A la fin du compte, je préfère tuer, ça doit moins faire souffrir. Assassiner, c’est fait plutôt pour le lecteur, pour son imagination. Tuer c’est fait pour la victime.

Moi, je me pose toutes les questions. Mais les assassins eux, ont-ils des états d’âme et quelles sortes d’états d’âme ?

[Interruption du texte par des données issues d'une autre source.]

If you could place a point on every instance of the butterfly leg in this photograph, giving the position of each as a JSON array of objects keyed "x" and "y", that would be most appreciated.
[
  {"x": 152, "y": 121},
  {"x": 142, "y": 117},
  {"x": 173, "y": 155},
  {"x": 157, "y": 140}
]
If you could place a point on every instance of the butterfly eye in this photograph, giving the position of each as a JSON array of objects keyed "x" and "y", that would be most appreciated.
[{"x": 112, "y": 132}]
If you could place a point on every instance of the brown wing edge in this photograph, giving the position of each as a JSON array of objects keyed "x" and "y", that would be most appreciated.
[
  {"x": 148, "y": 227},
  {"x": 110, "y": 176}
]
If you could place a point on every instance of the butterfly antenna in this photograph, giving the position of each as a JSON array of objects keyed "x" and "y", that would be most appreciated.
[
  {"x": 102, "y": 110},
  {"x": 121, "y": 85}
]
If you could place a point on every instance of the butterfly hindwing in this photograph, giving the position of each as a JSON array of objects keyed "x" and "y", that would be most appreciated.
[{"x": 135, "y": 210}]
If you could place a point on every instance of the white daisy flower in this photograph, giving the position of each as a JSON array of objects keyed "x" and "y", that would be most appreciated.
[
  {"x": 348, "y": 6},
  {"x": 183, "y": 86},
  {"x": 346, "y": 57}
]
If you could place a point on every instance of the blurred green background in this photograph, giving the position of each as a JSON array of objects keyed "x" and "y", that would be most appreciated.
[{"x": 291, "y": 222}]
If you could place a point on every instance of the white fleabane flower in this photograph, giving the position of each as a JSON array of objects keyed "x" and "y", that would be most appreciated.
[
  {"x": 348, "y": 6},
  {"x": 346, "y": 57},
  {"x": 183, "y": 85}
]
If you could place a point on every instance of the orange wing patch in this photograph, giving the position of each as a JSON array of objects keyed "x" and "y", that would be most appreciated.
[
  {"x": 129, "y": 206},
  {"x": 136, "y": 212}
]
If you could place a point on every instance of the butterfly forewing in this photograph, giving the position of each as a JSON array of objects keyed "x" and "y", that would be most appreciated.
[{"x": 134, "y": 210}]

La victime est seule, les assassins nombreux, multiples. La victime est seule avant de mourir. La multitude l’entoure à son enterrement, quand il est trop tard ! J’ai parfois grande envie de rencontrer les assassins et surtout les commanditaires. La victime ne sait jamais quand elle va être tuer. Les assassins eux savent quand ils vont agir. Quelles sont leurs réactions quand on leur communique le nom de la victime, s’ils la connaissent, s’ils ne la connaissent pas ? Quels sont leurs réactions quand ils vont choisir la manière dont ils vont opérer ? Avant, pendant, et après l’assassinat ? Que leur restera-t-il de leur acte ?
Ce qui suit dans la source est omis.